4.2 Confidentiality Period
This clause shall remain effective after the termination of the contract, with a confidentiality period of 5 years.
5. Paid Service Terms
5.1 Subscription and Billing
The subscription cycle, fees, and payment methods for paid services shall be subject to the display on the order page. The User shall complete the renewal 72 hours before the subscription expiration; otherwise, the service will be automatically terminated.
If the User has any objections to the fees, they must be raised within 30 days after receiving the bill; otherwise, the bill amount shall be deemed recognized.
5.2 Refund Policy
The User may apply for a no-questions-asked refund within 14 days after the subscription takes effect. The Company will refund the remaining amount after deducting the proportional fees for the services already used on a daily basis. If the service is terminated due to the User's violation of these Terms, the paid fees will not be refunded.
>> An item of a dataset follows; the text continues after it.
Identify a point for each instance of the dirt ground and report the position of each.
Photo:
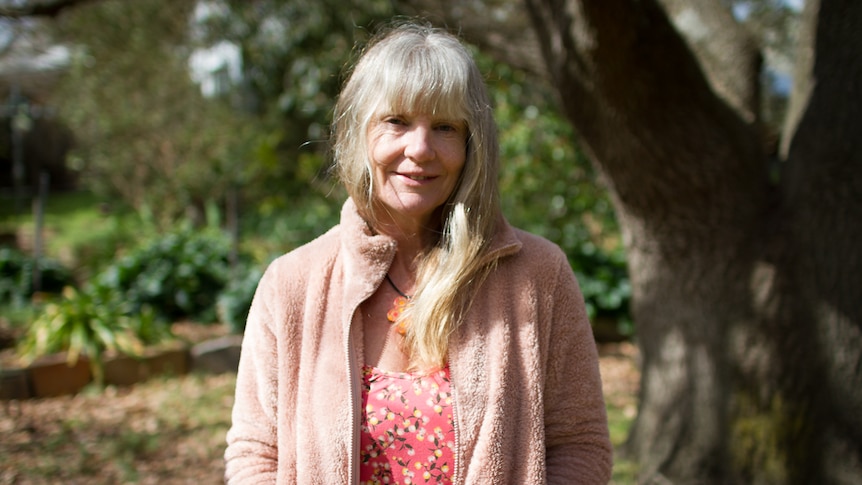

6. Limitation of Liability and Disclaimers
6.1 Service Availability
The Company commits to providing 99.9% monthly service availability ("SLA Standard"), except in the following circumstances: planned maintenance (announced 24 hours in advance); force majeure (such as natural disasters, wars, government actions); User equipment or third-party network failures. If the service is continuously interrupted for more than 6 hours and does not meet the SLA Standard, the User may apply for a reduction in the monthly fee proportional to the interruption duration (up to a maximum of 50%).
6.2 Data Loss Liability
The Company recommends that Users regularly back up important data. The Company shall only be liable for compensation in cases of intentional or gross negligence for data loss caused by service interruptions, User misoperations, or third-party attacks, with the compensation amount not exceeding the total fees paid by the User in the past 12 months.
6.3 Third-Party Content and Links
The services may contain links or advertisements to third-party websites. The Company is not responsible for their content, security, or privacy policies. By clicking on third-party links, the User is deemed to have left our service scope, and the associated risks shall be borne by the User.
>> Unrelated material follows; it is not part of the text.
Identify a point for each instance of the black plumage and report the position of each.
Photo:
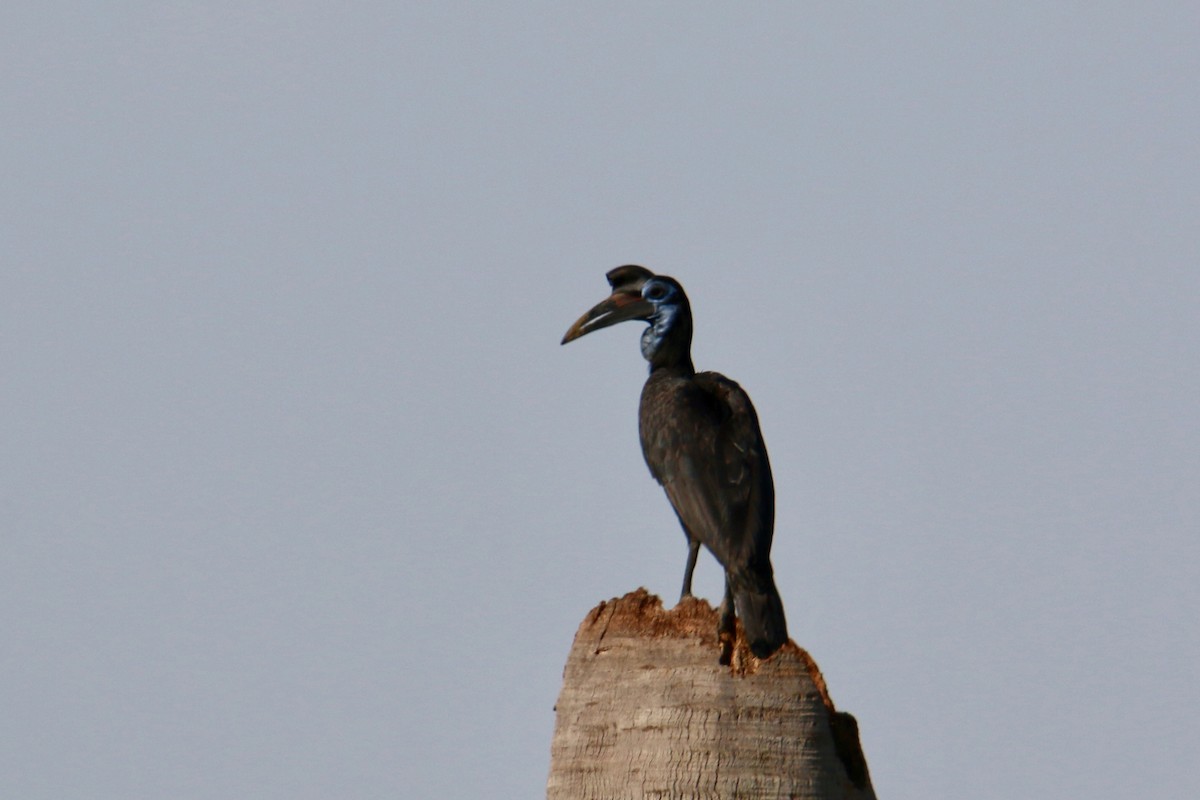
(702, 443)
7. Breach of Contract Compensation and Dispute Resolution
7.1 Breach of Contract Compensation
If the User violates these Terms and causes losses to the Company (including but not limited to attorney fees, litigation fees, and damage to business reputation), the User shall fully compensate the Company.
7.2 Dispute Jurisdiction
These Terms shall be governed by the laws of the State of California, United States, without regard to conflict of law principles. The User agrees to submit any disputes (including but not limited to contract disputes and infringement claims) with the Company to a competent court in Santa Clara County, California. Both parties also agree to attempt to resolve disputes through non-binding mediation (appointed by JAMS or AAA) before proceeding to litigation; if mediation fails, litigation shall commence.
8. Other Terms
8.1 Terms Updates
The Company reserves the right to revise these Terms based on business development or legal changes. The updated version will be notified to users through website announcements or emails.
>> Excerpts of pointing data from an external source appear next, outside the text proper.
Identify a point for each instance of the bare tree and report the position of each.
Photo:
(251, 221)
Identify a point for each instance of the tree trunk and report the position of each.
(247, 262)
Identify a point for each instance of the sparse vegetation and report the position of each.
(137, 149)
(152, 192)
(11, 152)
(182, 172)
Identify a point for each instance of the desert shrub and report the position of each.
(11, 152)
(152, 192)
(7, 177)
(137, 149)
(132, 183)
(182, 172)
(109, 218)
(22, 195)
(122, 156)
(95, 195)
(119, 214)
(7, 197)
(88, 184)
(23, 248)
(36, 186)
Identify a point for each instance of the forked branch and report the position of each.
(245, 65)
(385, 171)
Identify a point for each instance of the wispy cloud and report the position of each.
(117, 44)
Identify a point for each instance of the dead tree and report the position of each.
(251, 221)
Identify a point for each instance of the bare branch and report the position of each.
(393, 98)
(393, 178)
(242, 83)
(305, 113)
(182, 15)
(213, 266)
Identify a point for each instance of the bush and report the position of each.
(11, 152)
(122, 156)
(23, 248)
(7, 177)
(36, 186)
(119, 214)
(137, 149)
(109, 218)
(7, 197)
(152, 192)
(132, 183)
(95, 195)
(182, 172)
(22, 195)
If the revisions involve increasing User obligations or reducing User rights, Users must expressly reject them within 30 days after the announcement; otherwise, they shall be deemed to have accepted the new Terms.
8.2 Severability
If any provision of these Terms is deemed invalid or unenforceable, it shall not affect the validity of the other provisions, and both parties shall negotiate to amend the invalid provision to achieve the original intent.